Your wife is not responsible for your happiness. The things you are doing do t help either. If you are unhappy, look in the mirror and figure it out.


----------



## moxy

It sounds like you don't want to stay married to her. Just tell her so and file for divorce. And, give her your reasons. She will be upset and she will hurt for a little while, but she will get over it and she will find someone else and so can you. It's much worse to string her along when you don't care about her and don't want to stay in the marriage. So, file for divorce, sit her down and tell her that you cheated and you want out of the marriage, and give her the divorce papers. Try and be amicable. Be compassionate. It will be okay. You both deserve to be happy and this isn't it. 

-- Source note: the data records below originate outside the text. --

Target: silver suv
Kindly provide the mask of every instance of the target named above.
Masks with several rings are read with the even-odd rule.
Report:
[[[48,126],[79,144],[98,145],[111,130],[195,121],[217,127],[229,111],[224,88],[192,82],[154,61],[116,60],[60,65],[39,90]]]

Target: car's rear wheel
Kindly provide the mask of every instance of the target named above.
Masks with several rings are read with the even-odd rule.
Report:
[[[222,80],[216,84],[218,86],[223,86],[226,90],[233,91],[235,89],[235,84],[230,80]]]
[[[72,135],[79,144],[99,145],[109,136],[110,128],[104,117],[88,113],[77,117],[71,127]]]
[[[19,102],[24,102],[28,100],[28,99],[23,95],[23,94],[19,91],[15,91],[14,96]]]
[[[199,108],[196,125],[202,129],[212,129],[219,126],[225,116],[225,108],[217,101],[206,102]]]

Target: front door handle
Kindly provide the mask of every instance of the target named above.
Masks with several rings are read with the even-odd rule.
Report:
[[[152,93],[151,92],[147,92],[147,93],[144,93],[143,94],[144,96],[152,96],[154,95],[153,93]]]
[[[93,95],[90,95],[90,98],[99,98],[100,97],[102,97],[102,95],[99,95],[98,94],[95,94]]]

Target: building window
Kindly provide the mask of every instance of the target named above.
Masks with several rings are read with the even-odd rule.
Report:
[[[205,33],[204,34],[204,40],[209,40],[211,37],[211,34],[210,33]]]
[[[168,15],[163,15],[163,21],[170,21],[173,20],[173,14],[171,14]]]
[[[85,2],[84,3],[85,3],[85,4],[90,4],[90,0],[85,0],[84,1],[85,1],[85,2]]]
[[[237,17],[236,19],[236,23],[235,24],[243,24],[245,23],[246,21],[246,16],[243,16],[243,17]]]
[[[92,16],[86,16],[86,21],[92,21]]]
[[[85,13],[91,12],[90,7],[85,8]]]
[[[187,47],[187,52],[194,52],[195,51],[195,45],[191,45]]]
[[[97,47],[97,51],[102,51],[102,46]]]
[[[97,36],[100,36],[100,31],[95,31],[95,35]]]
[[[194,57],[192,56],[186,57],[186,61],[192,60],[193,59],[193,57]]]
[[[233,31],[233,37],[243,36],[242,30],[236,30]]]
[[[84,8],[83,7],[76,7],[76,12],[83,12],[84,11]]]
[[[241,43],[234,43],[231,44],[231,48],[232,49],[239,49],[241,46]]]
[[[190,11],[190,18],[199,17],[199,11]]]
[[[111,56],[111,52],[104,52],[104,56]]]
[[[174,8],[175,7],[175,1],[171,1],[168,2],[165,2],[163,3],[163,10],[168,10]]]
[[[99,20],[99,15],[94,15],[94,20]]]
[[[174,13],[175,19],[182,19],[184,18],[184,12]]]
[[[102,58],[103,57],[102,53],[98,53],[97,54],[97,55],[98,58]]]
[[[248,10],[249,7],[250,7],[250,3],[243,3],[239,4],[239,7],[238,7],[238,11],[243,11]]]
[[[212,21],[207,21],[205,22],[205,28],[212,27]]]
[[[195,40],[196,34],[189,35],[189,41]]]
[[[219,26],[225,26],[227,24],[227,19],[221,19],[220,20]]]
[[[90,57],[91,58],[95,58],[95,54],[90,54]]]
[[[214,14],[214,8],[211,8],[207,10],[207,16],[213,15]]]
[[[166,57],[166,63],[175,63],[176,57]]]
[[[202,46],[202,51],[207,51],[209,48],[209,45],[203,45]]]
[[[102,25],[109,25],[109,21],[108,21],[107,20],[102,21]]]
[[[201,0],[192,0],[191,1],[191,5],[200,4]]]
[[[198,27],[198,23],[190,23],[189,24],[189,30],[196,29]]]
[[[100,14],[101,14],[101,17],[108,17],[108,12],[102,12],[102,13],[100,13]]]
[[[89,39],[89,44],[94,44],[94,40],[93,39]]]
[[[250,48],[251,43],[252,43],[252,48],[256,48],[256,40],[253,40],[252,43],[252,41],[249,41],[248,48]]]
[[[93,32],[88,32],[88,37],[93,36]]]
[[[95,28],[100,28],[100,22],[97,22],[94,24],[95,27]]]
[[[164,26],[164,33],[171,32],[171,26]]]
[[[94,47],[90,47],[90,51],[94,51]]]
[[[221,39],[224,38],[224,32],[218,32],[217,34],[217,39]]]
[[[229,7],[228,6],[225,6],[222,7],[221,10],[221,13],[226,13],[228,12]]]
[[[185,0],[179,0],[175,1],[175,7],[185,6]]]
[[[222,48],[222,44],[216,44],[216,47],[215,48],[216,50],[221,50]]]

Alternatively, she sounds depressed and your cheating doesn't help. Get her to a counselor. If you are not sure you want a D, go to Marriage Counselling with her and really open up. But...you sound sure and like you're looking for some kind of permission. Sure, cheating was a terrible thing to do, but worse is keeping her around out of pity and obligation instead of letting her go be with someone who might value her.


----------



## MrBond

Be careful before you tell your wife you have had an affair and prepare for hell on earth.

If you want to go then go quickly - tell her you are unhappy and just go. If you have no kids - nothing is stopping you.

But do not under any circumstances admit to having an affair - you may end up being shamed by your wife and emotionally blackmailed into staying plus she will have ammunition against you in any divorce settlement. You have valid grounds for leaving the marriage and it is not necessary to stick two knives in when one will do.


----------



## natasha1983

I know that its been a while since the OP started this thread but I am having a serious problem with the fact that he resented his wife for not working...Many people just get unlucky..I myself have a masters degree but was unable to find a job because of my lack of experience but also because I had graduated at a time when the recession was at its peak, most of the kids who graduated with me did not get jobs in the field and opted later to take another degree..I was considered for interviews but somehow they never fell through because of my lack of experience and also because of the market situation...My husband started resenting me for it and accused me of not trying hard enough..It was not enough that I packed his lunch for him every morning, and that he had his food on his table every evening when he returned, it was not enough that I was a loving wife. He finally asked me for a divorce because he was not happy and because he thought we were two different people and we would never work out...I found out later that he had become close to his co worker and was telling her about all our problems and how he was planning to leave me for her (which he did in an email)..I wish I had not let him off easy..
Im pretty sure that even if his wife had a job, he would find some thing else to be dissatisfied about...He is looking for a justification for cheating..He himself says that his wife is a nice person and loves him very much...if the spark is missing it can easily be revived through communication and a planned vacation...I hope he gave her the divorce, and that she found a nice man who respects her and makes him feel like an ass for leaving her..and for the person who suggested that he should part ways amicably..there is no way that this divorce can be amicable...she probably already knows about his cheating, all wives know ..I hope she gathers proof of his cheating ways ..And that she screws him for every penny has has got, the SOB deserves it...Rant over :/


----------



## JustSomeGuyWho

I'm on the fence on this one but I'm leaning towards you telling her about the cheating.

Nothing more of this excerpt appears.